TIME: Do you feel comfortable that some people have dollars and others do not?

Castro: We do not like it. It is not the ideal. It is a need for a specific stage in history. We don't like any foreign currency circulating, not just dollars. We introduced the dollar out of need.

The changes were not just a government decision. We discussed them with the workers and students. We discussed an increase in food prices. No, the food prices should not go up. How about a reduction in salaries? No. How about wage taxes? No. The majority told us to take harsh measures against speculators in the black market who were getting rich illegally.

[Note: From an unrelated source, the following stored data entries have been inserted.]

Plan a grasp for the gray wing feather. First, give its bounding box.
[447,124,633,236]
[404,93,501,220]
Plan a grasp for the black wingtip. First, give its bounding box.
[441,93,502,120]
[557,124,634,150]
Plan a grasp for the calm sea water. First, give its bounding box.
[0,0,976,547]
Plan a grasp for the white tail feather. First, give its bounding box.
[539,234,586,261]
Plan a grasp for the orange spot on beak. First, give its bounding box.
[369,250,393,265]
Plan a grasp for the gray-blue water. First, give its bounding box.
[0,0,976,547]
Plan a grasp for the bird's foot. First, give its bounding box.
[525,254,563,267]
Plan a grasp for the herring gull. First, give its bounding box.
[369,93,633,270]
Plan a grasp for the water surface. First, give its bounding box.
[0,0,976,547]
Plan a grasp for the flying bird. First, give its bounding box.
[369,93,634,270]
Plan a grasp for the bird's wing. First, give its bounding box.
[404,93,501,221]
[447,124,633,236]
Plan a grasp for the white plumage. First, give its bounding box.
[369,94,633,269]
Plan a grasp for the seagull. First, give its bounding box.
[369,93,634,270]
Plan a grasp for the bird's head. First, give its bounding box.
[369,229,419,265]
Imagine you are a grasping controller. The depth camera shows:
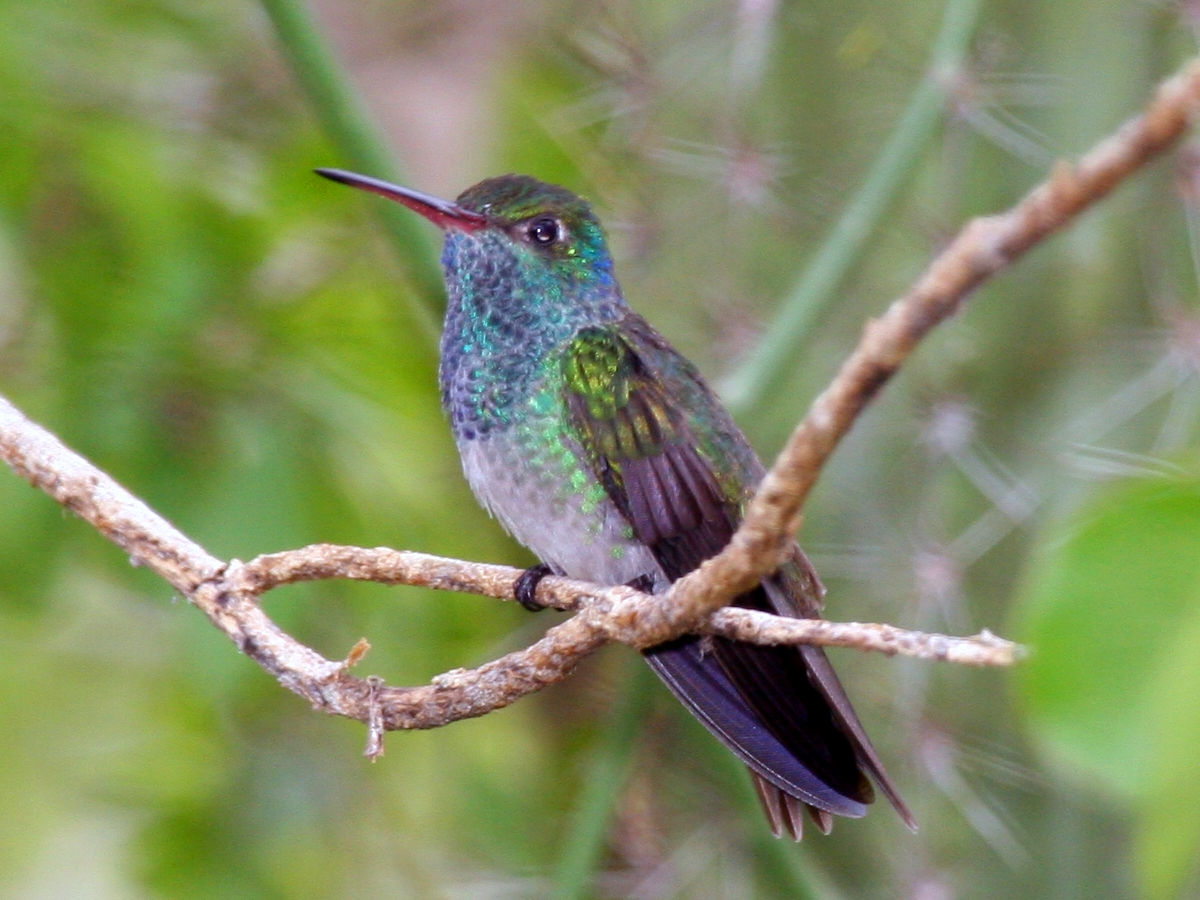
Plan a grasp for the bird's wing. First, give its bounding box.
[562,314,907,834]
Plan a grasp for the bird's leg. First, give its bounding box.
[625,575,654,594]
[512,563,554,612]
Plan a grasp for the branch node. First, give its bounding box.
[340,637,371,680]
[362,676,386,762]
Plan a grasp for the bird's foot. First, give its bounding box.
[625,575,654,594]
[512,563,554,612]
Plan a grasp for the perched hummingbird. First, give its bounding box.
[317,169,916,840]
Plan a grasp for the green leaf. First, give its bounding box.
[1018,480,1200,796]
[1019,479,1200,898]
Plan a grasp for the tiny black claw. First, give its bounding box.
[625,575,654,594]
[512,563,554,612]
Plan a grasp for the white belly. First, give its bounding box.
[458,428,667,589]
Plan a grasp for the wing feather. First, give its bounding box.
[563,313,912,839]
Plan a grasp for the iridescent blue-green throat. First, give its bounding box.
[318,169,914,840]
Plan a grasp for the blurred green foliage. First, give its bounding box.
[0,0,1200,898]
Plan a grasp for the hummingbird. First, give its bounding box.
[317,169,916,840]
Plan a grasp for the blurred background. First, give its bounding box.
[0,0,1200,900]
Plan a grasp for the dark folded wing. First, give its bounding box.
[563,316,908,830]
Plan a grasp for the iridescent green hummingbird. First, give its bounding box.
[317,169,914,840]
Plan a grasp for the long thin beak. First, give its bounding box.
[314,169,487,232]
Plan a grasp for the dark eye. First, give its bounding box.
[526,216,559,247]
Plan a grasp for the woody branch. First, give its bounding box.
[0,52,1200,755]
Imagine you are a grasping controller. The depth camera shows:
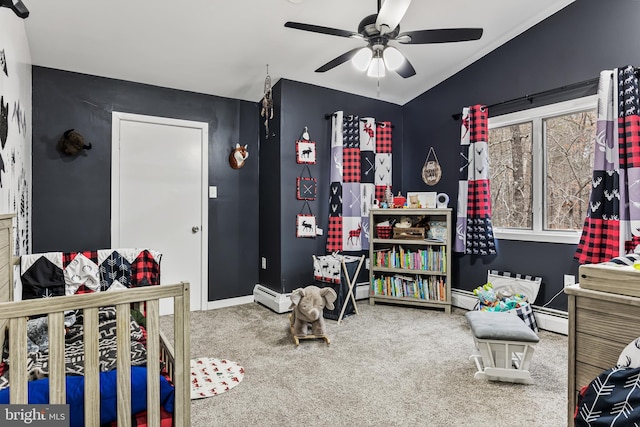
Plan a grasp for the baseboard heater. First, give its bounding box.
[253,285,291,313]
[253,283,369,313]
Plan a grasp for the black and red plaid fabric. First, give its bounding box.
[342,114,360,149]
[574,218,620,264]
[326,111,392,253]
[454,105,497,255]
[62,251,98,268]
[618,115,640,168]
[376,122,392,153]
[574,66,640,264]
[375,185,393,201]
[469,105,489,143]
[360,151,376,184]
[131,250,160,287]
[327,216,342,253]
[342,148,360,182]
[467,179,491,218]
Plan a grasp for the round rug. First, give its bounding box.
[191,357,244,399]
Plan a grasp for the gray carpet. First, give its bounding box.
[161,301,567,427]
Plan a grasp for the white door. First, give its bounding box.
[111,112,208,314]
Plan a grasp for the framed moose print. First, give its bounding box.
[296,214,316,237]
[296,176,316,200]
[296,141,316,164]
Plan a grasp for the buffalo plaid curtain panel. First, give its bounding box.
[326,111,392,253]
[454,105,497,255]
[575,65,640,264]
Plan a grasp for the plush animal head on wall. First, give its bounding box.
[0,0,29,19]
[0,49,9,76]
[57,129,91,156]
[229,144,249,169]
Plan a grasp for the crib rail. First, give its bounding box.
[0,282,191,427]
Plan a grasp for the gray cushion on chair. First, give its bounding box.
[465,310,540,342]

They said to charge for sports events. Many people said that plastic-surgery services should be paid for. Many said we should increase the price of nonessentials, such as alcoholic beverages and cigarettes.

TIME: What about income taxes and property taxes?

Castro: The dream of every American: not to pay taxes. People here do not even pay housing taxes. One day we will have to convince Cubans they should have to pay.

TIME: So are you prepared to talk to the Cuban people about an income tax now?

Castro: If we are able to convince them, yes. [laughter]

We also have to convince workers--and there are a large number of them who are convinced--that they must make a contribution to social welfare. There is a deficit of 500 million pesos in social security every year. They are discussing whether the contribution should be 5%, 6% or 7%. It has to be established because the worker has not paid anything for social security. That mentality must be changed.

TIME: You have cut back on government, and we hear hundreds of thousands may lose their jobs this year. How do you deal with them?

Castro: There are jobs, but not in Havana. One of the things we are doing is to attract some people from the cities to the countryside. We have given land parcels to those who want to till the land. We are also trying to start up factories by means of joint ventures. We are boosting tourism as much as we can as a source of employment. We are expanding the number of free-lance workers. Free-lance working, an embryonic form of what you call private enterprise, is one of the ways by which we must find jobs for all those people who have no work.

But we do not want to cut back education and public health because we cannot destroy the system we have created. We do not want to have private medicine because we have created a health system which has rendered extraordinary results, and we do not want to destroy it. It would be a historic crime to do so.

TIME: Forty years ago, you were full of idealism. When you won, you eliminated the vices of the Batista regime, among them prostitution and crime. Today we see prostitutes back on the street with the dollar economy.

Castro: To a certain extent, it happened before the special period. But with tourism, the expansion of relationships with foreigners makes that phenomenon increase, motivated by various reasons that are not always economic.

The state tries to prevent it as much as possible. It is not legal in our country to practice prostitution, nor are we going to legalize it. Nor are we thinking in terms of turning it into a free-lance occupation to solve unemployment problems. [laughter] We are not going to repress it. What else can we do? If we are harsher, we will be accused of being human-rights abusers.

TIME: How are you going to pass the revolution to the next generation?

Castro: We are already handing it down to the next generation. No problem. It's easy because responsibilities are shared by many people.

TIME: But three generations from now when none of us are here?

Castro: At that time the U.S. and Cuba will be friends. The awareness of the need for peace will have made great strides, and the so-called embargoes by you and by us would have disappeared-- out of mental illness--out of stupidity, it will disappear.

TIME: What do you want your great-grandchildren to say about you?

Castro: I do not know, but you have to think about it. I believe that they will feel proud. I do not regard myself as a bad man. On the contrary. And I have seen that sometimes grandchildren are proud even of people who were bad.